Charles J. Moore discovered this 'island' in 1997 when returning home after competing in a sailing race. He came upon an enormous stretch of floating debris and with this, discovered The Great Pacific Garbage Patch. This "island made of garbage and plastic" has roughly the size of the state Texas and is made of approximately 3,5mln tons of trash.
Great pacific garbage patch image
The question now is what to do with this "man made" island. Scooping it all out of the ocean is not an option: it would cost a fortune and would kill the wild sea life in the nets. Another problem is that plastic, when in water for a longer period of time, dissolves into very small pieces, turning into a sort of "plastic jelly" which makes it harder to retrieve it from the water. And even if we manage to get it out of the ocean, what to do with it next? And how to tackle the root cause of the issue: the enormous amount of trash, generated by all of us, finding its way to the oceans every day.
At this moment various scientists are investigating how to tackle this huge problem, but it is not that simple. And while humans are trying to find ways to deal with it, the wild life keeps eating it, thinking it is food.
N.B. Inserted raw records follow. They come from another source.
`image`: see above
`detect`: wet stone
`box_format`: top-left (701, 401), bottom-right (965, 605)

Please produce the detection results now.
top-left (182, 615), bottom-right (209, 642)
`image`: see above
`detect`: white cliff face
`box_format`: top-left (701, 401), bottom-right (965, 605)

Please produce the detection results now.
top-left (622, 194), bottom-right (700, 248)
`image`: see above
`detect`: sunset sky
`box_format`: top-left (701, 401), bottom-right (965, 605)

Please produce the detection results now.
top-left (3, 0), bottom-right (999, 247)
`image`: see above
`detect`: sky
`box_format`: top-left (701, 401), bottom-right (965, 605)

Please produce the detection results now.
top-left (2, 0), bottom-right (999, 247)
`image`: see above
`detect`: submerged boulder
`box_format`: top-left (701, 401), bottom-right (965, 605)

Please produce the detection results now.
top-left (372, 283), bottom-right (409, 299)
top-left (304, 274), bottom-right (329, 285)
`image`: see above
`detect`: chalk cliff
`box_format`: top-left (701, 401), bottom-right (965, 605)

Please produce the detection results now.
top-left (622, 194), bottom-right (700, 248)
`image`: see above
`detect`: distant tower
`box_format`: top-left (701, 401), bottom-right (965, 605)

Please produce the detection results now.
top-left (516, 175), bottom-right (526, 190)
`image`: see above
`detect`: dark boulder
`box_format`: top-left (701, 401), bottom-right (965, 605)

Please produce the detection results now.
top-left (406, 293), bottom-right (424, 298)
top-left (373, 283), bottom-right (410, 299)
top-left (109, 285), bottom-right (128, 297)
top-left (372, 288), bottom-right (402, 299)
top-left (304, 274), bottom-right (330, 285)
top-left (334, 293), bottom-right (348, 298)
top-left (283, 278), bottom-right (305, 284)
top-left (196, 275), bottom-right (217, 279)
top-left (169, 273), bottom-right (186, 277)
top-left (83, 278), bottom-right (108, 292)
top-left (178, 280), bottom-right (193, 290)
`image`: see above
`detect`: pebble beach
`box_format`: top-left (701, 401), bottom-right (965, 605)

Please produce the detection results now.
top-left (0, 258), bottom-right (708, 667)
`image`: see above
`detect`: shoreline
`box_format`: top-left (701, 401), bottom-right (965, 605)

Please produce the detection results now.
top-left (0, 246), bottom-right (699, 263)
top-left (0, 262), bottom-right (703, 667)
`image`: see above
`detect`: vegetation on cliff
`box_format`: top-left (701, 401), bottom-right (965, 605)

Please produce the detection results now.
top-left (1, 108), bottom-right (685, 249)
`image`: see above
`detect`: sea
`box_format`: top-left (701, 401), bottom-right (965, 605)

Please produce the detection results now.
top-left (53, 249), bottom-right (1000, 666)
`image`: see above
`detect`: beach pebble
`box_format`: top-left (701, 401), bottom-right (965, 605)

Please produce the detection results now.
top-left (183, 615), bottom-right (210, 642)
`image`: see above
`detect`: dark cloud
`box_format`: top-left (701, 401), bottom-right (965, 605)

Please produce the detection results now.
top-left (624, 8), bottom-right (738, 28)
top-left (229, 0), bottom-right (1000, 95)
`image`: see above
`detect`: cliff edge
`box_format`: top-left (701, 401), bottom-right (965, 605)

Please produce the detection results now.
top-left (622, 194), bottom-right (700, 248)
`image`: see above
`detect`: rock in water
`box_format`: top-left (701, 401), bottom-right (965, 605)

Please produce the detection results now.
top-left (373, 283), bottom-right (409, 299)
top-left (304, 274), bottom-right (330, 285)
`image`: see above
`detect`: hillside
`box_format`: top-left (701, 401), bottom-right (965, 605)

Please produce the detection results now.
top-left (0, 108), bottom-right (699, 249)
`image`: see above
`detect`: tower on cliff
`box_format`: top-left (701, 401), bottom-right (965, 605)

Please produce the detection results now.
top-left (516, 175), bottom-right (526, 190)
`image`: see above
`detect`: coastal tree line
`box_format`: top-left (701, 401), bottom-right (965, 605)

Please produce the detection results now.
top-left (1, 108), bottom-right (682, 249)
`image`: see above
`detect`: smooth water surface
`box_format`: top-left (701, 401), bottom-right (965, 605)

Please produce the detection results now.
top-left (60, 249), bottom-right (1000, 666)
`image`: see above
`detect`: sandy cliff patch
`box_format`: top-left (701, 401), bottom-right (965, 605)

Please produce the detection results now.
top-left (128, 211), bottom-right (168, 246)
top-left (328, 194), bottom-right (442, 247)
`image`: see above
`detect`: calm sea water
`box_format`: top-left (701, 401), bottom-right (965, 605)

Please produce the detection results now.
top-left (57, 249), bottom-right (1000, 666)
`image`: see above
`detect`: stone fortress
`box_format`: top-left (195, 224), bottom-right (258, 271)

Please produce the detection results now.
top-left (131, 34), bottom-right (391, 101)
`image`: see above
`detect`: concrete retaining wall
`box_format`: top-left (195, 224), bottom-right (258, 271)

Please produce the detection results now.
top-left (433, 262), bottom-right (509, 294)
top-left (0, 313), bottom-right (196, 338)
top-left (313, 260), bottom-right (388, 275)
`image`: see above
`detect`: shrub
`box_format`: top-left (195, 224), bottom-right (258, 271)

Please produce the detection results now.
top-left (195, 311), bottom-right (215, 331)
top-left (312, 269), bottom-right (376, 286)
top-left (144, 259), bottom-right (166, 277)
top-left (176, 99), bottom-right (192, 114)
It kills them and parts of the trash gets back into our ecosystem. So, as long as there is no solution for this problem mr Moore is right with his comment: "You can buy certified farm produce, but no fishmonger on earth can sell you a certified organic wild-caught fish. This is our legacy."
Great pacific garbage patch picture
By the way, using less plastic and recycling more is an very easy way to do your share in stopping this island of plastic from further expansion!